Baru pertama kali mengembara Hong-thian-lui lantas berkenalan dengan seorang sahabat yang sudah menggetarkan dunia persilatan, apalagi seorang sahabat yang mempercayai dirinya, memberitahu nama aslinya yang tidak ingin diketahui orang lain, sungguh perasaan hatinya menjadi hangat dan berkobar darah mudanya. Terasa olehnya betapa berharga persahabatan kekal itu.
Hek-swan hong sudah tidak kelihatan, sesekali Hong-thian-lui masih berpaling kebelakang, memandang kemana Hek-swan-hong menghilang.
Dalam hati ia berpikir : "Kalau ayah tidak menyuruh aku ke Ciat-kang untuk menyampaikan bingkisan ulang tahun, bersama Hek-swan-hong aku pergi ke Tay-toh, alangkah menyenangkan !" sekonyong-konyong tergetar hatinya, batinnya : "Kenapa begitu tegas menyuruh aku ke Cing-dian menyampaikan bingkisan ulang tahun kepada paman Lu Tang- wan ?"
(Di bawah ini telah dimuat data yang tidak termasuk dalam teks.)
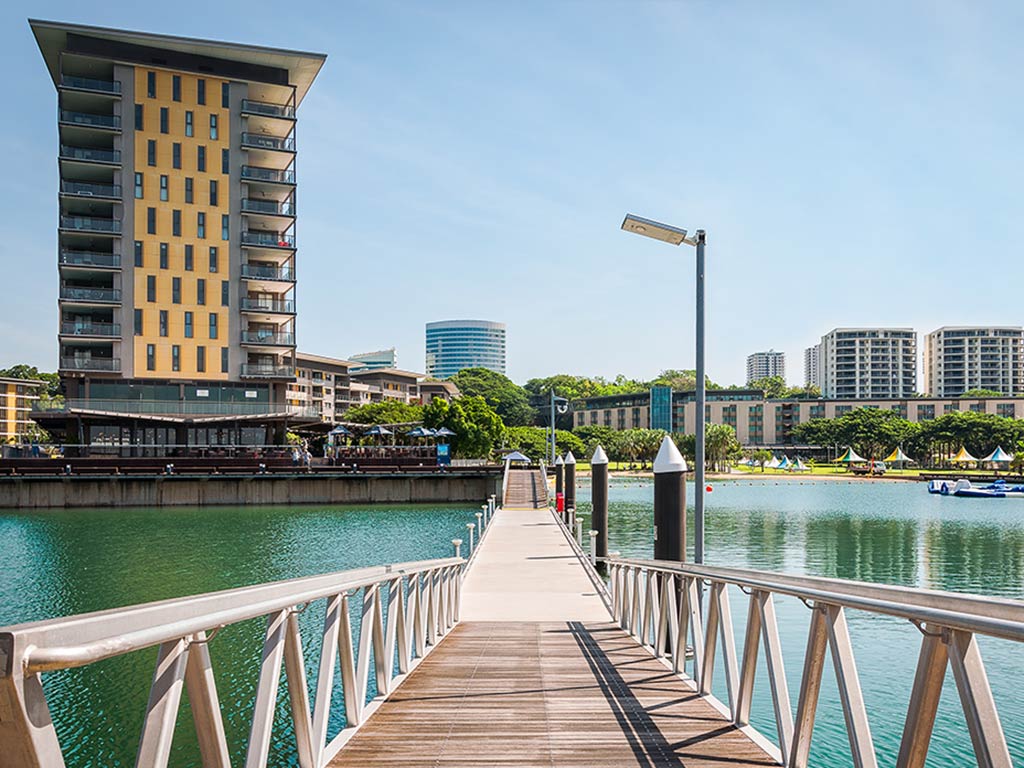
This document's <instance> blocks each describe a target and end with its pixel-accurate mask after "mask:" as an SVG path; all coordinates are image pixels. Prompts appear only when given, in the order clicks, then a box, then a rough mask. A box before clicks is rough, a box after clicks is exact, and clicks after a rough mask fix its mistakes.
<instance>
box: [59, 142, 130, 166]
mask: <svg viewBox="0 0 1024 768" xmlns="http://www.w3.org/2000/svg"><path fill="white" fill-rule="evenodd" d="M60 160H73V161H76V162H80V163H103V164H105V165H121V152H120V150H100V148H96V147H92V146H69V145H68V144H61V145H60Z"/></svg>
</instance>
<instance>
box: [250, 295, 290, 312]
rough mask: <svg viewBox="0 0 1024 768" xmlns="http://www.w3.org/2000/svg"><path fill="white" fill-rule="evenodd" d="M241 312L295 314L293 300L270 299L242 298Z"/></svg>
mask: <svg viewBox="0 0 1024 768" xmlns="http://www.w3.org/2000/svg"><path fill="white" fill-rule="evenodd" d="M240 306H241V308H242V311H243V312H259V313H261V314H295V300H294V299H270V298H263V297H260V298H251V297H249V296H243V297H242V303H241V305H240Z"/></svg>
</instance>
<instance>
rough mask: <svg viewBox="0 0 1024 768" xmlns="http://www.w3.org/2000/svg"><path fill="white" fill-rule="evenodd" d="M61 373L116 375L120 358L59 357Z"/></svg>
mask: <svg viewBox="0 0 1024 768" xmlns="http://www.w3.org/2000/svg"><path fill="white" fill-rule="evenodd" d="M60 370H61V371H101V372H106V373H117V372H118V371H120V370H121V358H120V357H61V358H60Z"/></svg>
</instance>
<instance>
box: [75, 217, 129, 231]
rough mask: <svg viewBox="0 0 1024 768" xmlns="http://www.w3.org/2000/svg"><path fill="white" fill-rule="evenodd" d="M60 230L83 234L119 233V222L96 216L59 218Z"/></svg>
mask: <svg viewBox="0 0 1024 768" xmlns="http://www.w3.org/2000/svg"><path fill="white" fill-rule="evenodd" d="M60 228H61V229H75V230H76V231H83V232H120V231H121V222H120V221H119V220H118V219H103V218H98V217H96V216H61V217H60Z"/></svg>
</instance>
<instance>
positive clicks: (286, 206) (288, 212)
mask: <svg viewBox="0 0 1024 768" xmlns="http://www.w3.org/2000/svg"><path fill="white" fill-rule="evenodd" d="M242 210H243V211H244V212H247V213H268V214H271V215H273V216H294V215H295V203H293V202H292V201H291V200H283V201H276V200H253V199H252V198H243V199H242Z"/></svg>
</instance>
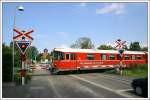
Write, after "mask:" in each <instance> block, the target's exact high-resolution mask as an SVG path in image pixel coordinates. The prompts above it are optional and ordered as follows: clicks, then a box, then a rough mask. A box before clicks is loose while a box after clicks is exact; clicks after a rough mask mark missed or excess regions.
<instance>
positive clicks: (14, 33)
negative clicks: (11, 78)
mask: <svg viewBox="0 0 150 100" xmlns="http://www.w3.org/2000/svg"><path fill="white" fill-rule="evenodd" d="M17 10H18V11H24V8H23V6H17V7H16V8H15V11H14V25H13V29H14V28H15V26H16V11H17ZM14 35H15V32H14V31H13V36H12V39H13V37H14ZM14 42H15V40H14V39H13V48H12V57H13V59H12V60H13V68H12V82H14V60H15V58H14V51H15V50H14Z"/></svg>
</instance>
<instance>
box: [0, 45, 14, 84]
mask: <svg viewBox="0 0 150 100" xmlns="http://www.w3.org/2000/svg"><path fill="white" fill-rule="evenodd" d="M12 67H13V66H12V51H11V48H10V47H9V46H6V45H5V43H3V44H2V73H3V74H2V80H3V82H10V81H11V80H12Z"/></svg>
Watak Hong-thian-lui memang polos dan jujur, lugu lagi, namun dia bukan seorang muda yang goblok, malah dikata cukup cermat dan teliti meski terkadang pikirannya rada kekanak-kanakan.
Menurut aturan, betapa penting Ping-hoat karya Go Yong itu seumpama Hong-thian-lui berhasil merebut Ping-hoat itu, pantasnya ayahnya menyuruh segera pulang. Kalau telah mencuri In-tiong yan, dia harus kembali memberi laporan. Tapi ayahnya justru menyuruhnya dia pergi ke rumah Lu Tang wan di Ciat-kang timur untuk menyampaikan bingkisan ulang tahun, ini berarti ia harus menempuh jalan lebih jauh dan menghadapi berbagai bahaya pula. Mengapa?
Memang Lu Tang-wan itu adalah sahabat karib ayahnya, sahabat karib merayakan ulang tahun ke 60, bila ayahnya tak sempat bertandang sendiri lalu menyuruh anaknya mewakili adalah lumrah, perayaan ulang tahun boleh dianggap perkara kecil, mana bisa dibanding dengan Ping-hoat karya Go Yong itu?
Sepanjang jalan Hong-thian-lui menyelusuri berbagai pertanyaan ini, tanpa merasa ia terkenang akan keadaan malam itu.
Malam itu ayahnya dan gurunya berunding lalu menyuruh dirinya siap mencegat In tiong-yan merebut Ping-hoat itu, dia bersama Sutenya Cin Liong-hwi berdiri disamping siap menerima tugas.